Bill Gates Funds ‘SLIM’ Microneedle Tech That Self-Assembles Inside the Body

You might want to think twice about letting white coats near you with needles. I think SLIM is what you become after letting them experiment on you, before your earlier than expected expiration.

https://modernity.news/2025/04/25/bill-gates-funds-slim-microneedle-tech-that-self-assembles-inside-the-body/


By Jon Fleetwood

Forms an implant inside the recipient’s body after injection

A new injectable contraceptive platform developed with Gates Foundation funding is being promoted as a “nonsurgical option for women,” but its self-assembling drug delivery mechanism and potential for future adaptation to neuropsychiatric and infectious disease drugs raise serious safety, ethical, and biosecurity concerns.

Bill Gates supports depopulation, during a 2010 TedTalk stating that “if we do a really great job on new vaccines, health care, reproductive health services, we could lower [the world population] by, perhaps, 10 or 15 percent.”

The new technology, described in Nature Chemical Engineering and reported by Healio yesterday, was developed by researchers from MIT, Harvard Medical School, and the Broad Institute.

It delivers the long-acting contraceptive levonorgestrel through self-aggregating long-acting injectable microcrystals, or “SLIM,” that form an implant inside the recipient’s body after injection.

“Once injected, the drug microcrystals self-aggregate in the subcutaneous space to form a monolithic implant,” said Giovanni Traverso, MD, BChir, PhD, associate professor at MIT and physician at Harvard Medical School.

In a press release, the researchers described the mechanism as “like tiny puzzle pieces that, once injected inside the body, undergo solvent exchange to assemble into a single solid implant that slowly releases the drug as the surface erodes.”

This solvent-exchange crystallization process, enabling administration with an ultra-thin 30-gauge needle, allows for “prolonged drug release” without requiring surgery.

It bypasses traditional medical oversight and dramatically increases the possibility of self-administration, which researchers claim would improve accessibility and “medication use.”

But this radical convenience comes at a cost.

Traverso explained the driving motivation behind the project:

“The challenge is people do not like injections. Is there a way to engineer something to help overcome those types of challenges? That is our focus.”

Their solution was to use a solvent that solubilizes the drug during injection, then “go[es] away” in the body, leaving behind the crystallized drug structure.

“What we were able to figure out is by using a solvent or fluid that can help solubilize the drug, we could load that solution in a way that, when injected, that solvent would go away and leave behind that solid depot of drug,” Traverso told Healio. “Because it is fluid and we are loading it, it is much easier to inject.

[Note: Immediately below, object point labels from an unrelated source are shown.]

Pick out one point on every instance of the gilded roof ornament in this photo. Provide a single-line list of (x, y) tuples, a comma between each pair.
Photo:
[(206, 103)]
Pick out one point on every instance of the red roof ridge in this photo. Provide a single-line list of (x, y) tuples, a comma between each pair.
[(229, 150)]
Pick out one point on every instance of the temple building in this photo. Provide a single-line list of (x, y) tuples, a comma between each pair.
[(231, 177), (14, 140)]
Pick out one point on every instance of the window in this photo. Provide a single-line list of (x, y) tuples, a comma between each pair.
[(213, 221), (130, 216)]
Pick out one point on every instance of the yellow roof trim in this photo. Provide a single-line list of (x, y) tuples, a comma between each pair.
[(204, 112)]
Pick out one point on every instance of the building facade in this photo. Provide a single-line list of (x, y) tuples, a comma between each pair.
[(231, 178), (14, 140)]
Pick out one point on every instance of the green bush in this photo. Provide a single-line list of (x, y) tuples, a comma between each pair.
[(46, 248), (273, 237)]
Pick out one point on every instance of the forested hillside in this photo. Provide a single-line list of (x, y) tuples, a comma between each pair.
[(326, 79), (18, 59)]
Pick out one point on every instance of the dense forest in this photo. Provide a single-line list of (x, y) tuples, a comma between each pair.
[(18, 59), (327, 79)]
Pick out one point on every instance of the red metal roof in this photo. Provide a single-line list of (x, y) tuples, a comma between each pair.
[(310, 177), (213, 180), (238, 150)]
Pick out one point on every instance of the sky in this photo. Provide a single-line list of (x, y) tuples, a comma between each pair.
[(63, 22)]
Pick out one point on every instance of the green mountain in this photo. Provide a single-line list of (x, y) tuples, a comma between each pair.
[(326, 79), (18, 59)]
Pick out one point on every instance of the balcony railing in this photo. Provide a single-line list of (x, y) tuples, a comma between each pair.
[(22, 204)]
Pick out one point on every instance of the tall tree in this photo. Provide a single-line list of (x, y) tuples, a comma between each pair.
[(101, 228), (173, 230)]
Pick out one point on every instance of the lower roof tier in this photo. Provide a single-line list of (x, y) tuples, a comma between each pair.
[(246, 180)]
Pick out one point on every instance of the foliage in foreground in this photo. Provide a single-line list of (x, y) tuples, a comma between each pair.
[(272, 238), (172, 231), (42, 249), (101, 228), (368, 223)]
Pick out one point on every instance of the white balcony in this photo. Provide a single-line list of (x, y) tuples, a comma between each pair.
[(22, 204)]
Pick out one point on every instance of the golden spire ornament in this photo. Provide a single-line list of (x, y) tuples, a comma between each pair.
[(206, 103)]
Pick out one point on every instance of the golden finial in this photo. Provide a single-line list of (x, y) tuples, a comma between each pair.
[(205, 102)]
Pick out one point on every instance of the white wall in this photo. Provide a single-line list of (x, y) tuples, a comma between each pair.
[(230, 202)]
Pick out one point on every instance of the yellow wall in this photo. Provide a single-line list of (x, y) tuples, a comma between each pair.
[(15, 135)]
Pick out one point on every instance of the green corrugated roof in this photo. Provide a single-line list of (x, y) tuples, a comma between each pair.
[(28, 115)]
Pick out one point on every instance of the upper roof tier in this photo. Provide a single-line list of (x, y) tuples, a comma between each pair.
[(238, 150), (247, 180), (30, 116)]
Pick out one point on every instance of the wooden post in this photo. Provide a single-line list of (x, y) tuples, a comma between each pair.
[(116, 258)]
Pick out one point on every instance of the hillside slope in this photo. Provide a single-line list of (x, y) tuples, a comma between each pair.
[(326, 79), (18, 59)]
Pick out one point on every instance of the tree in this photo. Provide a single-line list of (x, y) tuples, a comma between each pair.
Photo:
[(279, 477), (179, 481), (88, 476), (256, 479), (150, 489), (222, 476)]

That was critical.”

“We also wanted that object to be solid enough that we could retrieve it if we needed to.”

The goal, he said, was a drug platform that could be injected easily yet form a physically solid implant that may be removable if required—though the method of removal post-aggregation is unclear.

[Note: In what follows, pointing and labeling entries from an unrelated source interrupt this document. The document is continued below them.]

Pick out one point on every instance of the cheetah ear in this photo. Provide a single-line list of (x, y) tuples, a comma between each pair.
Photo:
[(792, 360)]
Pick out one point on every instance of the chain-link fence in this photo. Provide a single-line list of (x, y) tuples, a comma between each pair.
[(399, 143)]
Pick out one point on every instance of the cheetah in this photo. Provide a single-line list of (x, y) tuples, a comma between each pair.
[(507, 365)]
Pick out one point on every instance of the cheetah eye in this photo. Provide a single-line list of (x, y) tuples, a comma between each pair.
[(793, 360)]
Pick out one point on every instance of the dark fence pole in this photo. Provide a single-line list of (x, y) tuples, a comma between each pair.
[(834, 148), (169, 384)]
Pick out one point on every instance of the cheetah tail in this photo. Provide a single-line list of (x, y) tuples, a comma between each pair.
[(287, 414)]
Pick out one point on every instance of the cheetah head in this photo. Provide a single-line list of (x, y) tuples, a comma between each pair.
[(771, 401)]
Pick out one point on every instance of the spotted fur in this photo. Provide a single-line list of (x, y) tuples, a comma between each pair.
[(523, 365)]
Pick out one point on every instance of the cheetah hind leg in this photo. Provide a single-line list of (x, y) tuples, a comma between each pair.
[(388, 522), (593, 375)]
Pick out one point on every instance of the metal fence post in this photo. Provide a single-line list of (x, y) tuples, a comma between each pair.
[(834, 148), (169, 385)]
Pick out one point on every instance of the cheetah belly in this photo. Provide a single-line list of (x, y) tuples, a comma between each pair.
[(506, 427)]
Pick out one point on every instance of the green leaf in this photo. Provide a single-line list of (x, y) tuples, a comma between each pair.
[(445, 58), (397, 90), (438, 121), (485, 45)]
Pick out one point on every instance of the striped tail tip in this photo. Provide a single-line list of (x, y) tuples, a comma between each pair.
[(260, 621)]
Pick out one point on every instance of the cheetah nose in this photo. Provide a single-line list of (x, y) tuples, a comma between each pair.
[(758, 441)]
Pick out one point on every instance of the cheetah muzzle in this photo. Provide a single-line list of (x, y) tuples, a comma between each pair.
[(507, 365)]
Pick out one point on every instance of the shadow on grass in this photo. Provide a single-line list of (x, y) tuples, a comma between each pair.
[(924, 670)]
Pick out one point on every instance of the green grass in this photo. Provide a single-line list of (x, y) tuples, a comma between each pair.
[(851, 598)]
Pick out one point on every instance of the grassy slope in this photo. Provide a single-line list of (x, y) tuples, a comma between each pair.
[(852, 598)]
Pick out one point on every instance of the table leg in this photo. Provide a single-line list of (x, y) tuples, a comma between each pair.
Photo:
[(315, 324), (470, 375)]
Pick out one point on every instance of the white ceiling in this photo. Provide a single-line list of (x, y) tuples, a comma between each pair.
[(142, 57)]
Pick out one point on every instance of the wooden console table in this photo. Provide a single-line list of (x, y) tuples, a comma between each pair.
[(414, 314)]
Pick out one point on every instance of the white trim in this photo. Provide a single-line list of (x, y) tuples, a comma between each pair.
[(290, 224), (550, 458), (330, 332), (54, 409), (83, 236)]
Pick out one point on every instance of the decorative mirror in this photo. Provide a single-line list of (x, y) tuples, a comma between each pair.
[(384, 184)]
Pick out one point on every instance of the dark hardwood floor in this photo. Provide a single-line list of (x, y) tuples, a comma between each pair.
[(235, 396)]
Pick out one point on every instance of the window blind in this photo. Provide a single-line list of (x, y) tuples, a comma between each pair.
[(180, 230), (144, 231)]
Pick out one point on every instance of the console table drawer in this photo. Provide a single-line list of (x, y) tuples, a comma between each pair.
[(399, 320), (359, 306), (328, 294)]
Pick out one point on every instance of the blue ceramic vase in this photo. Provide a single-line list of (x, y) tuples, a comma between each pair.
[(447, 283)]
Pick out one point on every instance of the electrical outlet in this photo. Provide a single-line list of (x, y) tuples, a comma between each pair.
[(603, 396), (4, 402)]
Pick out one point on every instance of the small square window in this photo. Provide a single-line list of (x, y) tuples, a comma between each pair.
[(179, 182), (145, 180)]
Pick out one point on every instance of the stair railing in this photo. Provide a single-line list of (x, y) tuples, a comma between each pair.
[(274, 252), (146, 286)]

According to Healio, “the solvent-exchange-mediated aggregation mechanism allows injections through needles as small as 30 G with no polymer and 25 G with a small amount of polymer while extending the drug release time frame.”

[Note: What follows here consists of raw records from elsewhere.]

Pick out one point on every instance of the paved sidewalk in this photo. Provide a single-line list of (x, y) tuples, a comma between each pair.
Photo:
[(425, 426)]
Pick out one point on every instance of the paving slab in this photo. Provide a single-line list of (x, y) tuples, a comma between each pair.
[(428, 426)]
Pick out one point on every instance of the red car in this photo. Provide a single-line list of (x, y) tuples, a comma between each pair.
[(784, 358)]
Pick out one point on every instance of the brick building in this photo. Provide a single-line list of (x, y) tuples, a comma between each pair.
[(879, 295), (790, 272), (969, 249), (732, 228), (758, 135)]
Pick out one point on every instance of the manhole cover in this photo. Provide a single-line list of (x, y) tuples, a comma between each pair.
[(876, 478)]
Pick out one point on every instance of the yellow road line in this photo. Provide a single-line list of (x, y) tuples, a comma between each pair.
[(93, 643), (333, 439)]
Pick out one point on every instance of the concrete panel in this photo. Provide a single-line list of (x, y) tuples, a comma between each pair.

Histological studies allegedly confirmed the drug platform was “well tolerated,” and researchers claim its applications could extend beyond contraception.

“Specifically, in applications such as contraception, SLIM’s capability for prolonged drug release could significantly reduce the frequency of administration compared with current self-administrable options such as Depo-Provera and Sayana Press,” the researchers wrote.

But they don’t intend to stop at contraceptives.

“Traverso said the researchers are still actively working on the platform and applying it to several other infectious and neuropsychiatric conditions.”

“From a manufacturing standpoint, this [design] is simple and low cost,” Traverso said. “This work was funded by the Gates Foundation, an organization that considers those aspects from an early stage.”

He concluded:

“We hope to be in humans [with this technology] within the next 3 to 5 years, assuming further funding.”

What This Means

The Gates Foundation is now backing a self-assembling drug delivery platform designed for low-cost mass productionself-injection, and potential fertility suppression—and the developers plan to expand its use to psychiatric drugs and vaccines.

The key concerns:

  • The “solid depot of drug” is formed inside the body via solvent-triggered crystallization.
  • There is no clear long-term data on biocompatibility, systemic toxicity, or removal protocols.
  • It circumvents surgical protocols and facilitates self-injection with minimal oversight.
  • The same platform may be repurposed for behavior-modifying psychiatric agents or bioengineered therapeutics.

For now, it’s branded as an “accessible” form of birth control.

But the underlying platform is being actively refined for mass delivery of other potent drugs—with Gates Foundation support, MIT engineering, and Broad Institute backing.

The same institutions that partnered on controversial COVID-19 vaccine research are now developing bio-integrated implants that form themselves once inside your body.

And they want to inject it into humans by 2028.